Inside Marc cooked up some pasta, explaining that there were really no good restaurants in Washington D.C. We talked about his life and his job, about my trip and my travels. We talked about segregation and how when you take the train from his apartment into the city you can watch the passenger load change from black to white with each stop. Eventually the conversation moved to the unavoidable topic of his life changes. He told me that when he came out, it was easy to tell the people he casually knew, and he dreaded telling the people closest to him. Peter and I were the last people he told. “I think I was afraid that it would change how people viewed me,” he said.
Coming out paralleled his physical change. He told me that after being skinny his whole life, he realized that he just wanted to be big. He was tired of being a scrawny guy. He’d always wished he was bigger. And he always pretended he didn’t care, because having lots of muscles seemed like it was a shallow desire. “I told myself I was above all that,” he said, “because I thought people would think less of me if I paid too much attention to something so superficial.”
Eventually he realized that this was something he really wanted, and it was stupid for him to be something he didn’t want to be. So he changed. He worked hard. He still works hard. He has to spend a lot of time at the gym and pay close attention to his diet, but he’s finally happy in his own skin. “I get a lot more attention now,” he said with a sly and embarrassed smile.
“From men?” I asked.
“From everyone,” he told me with a grin.
It’s good to see Marc so happy.
I spent the next day on the National Mall and came back in time to get dinner with Marc. He took me to one of the few restaurants he finds worthwhile, explaining that he mostly liked it because they had “adult milkshakes,” a menu item that makes him giggle. I told him I still didn’t like alcohol, but that I’d give it a try. He said he didn’t like alcohol much either, but he liked these. The shake was among the best alcoholic drinks I’ve ever had, but it still took me all of dinner to finish it. Marc suggested that he and I might both be “super tasters.” He asked how I felt about coffee, grapefruit, and carbonated water. I hate all three.
“It’s the bitterness,” he said. “I don’t like any of those things either.”

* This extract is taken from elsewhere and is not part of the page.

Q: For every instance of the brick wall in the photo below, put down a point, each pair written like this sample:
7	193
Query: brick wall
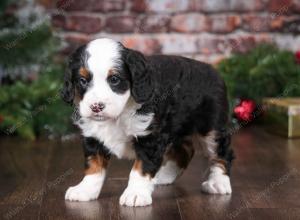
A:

Over dinner we talked about writing, about music, about everything. Marc is still one of my best friends, despite our years apart. And we picked up right where we had left off, despite all the things that had happened in those years. He’s still just the boy that lives down the street and comes over in the middle of the day because he’s bored. He’s still strange and sweet, and he’s still my friend. I never thought Marc’s sexuality would change how I see him, but I worried the time and distance might. It didn’t. We are the same as we always were and I miss having him around.
Even so, it’s probably best that we don’t tell my grandmother. I think she’s still holding out hope.